Bu anlaşmadan sonra Ezidilere dönük katliamlar artmıştır. Yerel güçler Safavi ve Osmanlılar tarafından kullanılmıştır. Kürtlerin belleğinde de büyük yaralara yol açmıştır. Bugün Alevilerin biz Horasan’dan geldik demesinin altında yatan nedenlerden biri de Kasrı Şirin anlaşmasıdır.
Bu antlaşmadan önce büyük bölümü Safeviler’e bağlı olan Dêrsim ve Doğu Kürdistan’daki Kızılbaş ve Yaresan Kürt topluluklardan, geçmişte Horasan’da mecburi iskâna tabi tutulan on binlerce aile, bu antlaşmayla sınırların yeniden belirlenmesi ile eski yerlerine geri dönmüşlerdir. Yani “Horasan’dan gelme” hikâyesinin altında bu göç hareketi yatmaktadır.

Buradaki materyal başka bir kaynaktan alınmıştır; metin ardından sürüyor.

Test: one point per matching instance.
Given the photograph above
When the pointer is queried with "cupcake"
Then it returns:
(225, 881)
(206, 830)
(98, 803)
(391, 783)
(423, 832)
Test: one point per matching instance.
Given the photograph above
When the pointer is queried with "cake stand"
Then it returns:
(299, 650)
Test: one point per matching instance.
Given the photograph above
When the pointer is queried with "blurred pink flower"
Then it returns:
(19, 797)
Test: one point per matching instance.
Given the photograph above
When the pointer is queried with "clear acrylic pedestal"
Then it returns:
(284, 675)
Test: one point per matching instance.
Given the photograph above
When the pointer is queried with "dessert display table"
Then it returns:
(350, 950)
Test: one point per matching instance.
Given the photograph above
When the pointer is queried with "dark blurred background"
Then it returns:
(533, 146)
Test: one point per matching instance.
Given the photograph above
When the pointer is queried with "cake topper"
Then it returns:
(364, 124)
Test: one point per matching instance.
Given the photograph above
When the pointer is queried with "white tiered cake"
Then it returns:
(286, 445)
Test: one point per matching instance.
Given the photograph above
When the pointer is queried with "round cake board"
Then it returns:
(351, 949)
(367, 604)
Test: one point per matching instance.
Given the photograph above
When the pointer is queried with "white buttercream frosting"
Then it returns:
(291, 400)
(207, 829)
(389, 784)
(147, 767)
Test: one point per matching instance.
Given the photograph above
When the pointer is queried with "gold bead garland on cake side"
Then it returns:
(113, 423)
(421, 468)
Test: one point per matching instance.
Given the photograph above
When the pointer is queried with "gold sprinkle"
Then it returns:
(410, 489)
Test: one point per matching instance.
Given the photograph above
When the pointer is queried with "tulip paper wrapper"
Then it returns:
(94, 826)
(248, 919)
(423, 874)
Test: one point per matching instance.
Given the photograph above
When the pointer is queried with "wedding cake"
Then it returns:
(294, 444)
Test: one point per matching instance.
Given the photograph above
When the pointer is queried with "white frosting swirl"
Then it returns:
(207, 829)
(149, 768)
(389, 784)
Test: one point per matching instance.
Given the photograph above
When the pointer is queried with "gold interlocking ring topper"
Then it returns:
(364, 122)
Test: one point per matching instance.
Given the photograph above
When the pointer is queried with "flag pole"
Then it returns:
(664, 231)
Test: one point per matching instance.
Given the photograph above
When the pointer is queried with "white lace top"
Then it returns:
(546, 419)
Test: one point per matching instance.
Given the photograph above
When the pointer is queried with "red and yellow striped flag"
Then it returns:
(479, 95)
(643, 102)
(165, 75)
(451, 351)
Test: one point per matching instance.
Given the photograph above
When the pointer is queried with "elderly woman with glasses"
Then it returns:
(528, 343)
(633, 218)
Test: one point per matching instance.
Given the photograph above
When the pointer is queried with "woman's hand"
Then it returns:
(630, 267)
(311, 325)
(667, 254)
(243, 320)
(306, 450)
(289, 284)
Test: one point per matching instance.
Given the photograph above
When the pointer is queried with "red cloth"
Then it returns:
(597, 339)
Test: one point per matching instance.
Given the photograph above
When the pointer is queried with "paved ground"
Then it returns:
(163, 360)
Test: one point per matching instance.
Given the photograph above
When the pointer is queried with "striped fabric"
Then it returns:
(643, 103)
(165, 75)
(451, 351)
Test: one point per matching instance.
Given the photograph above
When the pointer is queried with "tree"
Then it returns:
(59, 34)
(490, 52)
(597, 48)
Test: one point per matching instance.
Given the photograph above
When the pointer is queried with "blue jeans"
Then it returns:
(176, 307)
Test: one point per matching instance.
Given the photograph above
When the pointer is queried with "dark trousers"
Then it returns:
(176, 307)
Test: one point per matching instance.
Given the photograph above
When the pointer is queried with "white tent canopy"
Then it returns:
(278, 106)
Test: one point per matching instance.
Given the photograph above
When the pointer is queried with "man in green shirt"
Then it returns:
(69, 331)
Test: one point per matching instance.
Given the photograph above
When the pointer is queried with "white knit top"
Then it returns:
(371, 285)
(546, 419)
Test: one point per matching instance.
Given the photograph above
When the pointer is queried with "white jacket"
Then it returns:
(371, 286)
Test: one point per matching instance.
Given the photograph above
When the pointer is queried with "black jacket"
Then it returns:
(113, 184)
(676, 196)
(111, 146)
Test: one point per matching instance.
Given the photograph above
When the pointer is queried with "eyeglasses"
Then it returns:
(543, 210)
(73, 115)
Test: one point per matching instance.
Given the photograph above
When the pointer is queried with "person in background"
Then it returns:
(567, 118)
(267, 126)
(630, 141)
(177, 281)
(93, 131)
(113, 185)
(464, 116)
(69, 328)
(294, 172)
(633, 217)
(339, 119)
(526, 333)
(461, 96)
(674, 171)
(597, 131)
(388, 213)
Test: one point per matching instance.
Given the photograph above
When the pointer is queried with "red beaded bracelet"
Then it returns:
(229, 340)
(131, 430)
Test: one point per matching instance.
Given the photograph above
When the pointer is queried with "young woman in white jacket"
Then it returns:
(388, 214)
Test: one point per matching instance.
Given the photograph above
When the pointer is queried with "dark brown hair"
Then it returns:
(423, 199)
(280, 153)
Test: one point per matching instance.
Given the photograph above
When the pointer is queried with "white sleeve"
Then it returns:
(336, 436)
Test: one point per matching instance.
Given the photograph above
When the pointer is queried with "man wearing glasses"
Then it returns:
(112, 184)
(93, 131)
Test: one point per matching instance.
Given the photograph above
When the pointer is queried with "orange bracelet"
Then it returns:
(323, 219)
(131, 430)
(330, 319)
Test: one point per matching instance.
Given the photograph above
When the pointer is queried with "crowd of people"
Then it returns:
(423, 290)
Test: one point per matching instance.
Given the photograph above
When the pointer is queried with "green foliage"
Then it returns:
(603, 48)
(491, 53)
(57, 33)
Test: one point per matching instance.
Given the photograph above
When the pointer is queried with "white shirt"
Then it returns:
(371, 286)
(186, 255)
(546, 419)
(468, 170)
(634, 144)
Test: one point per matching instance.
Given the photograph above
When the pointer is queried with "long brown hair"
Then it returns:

Dr. Abdulrahman Qasimlo, Kürdistan ve Kürt kitabında Kasr-ı Şirin Antlaşması ile ilgili şunları yazmıştır; “Bu antlaşma, Kürt halkının tüm geleceğine müdahale eden ve Kürt tarihi açısından büyük bir felaketti.”
Kurdistan, 1639 tarihinde imzalanan Kasr-ı Şirin atlaşması ile ikiye, 24 Temmuz 1923 tarihinde imzalanan Lozan Antlaşması ile birlikte dörde parçalanmıştır.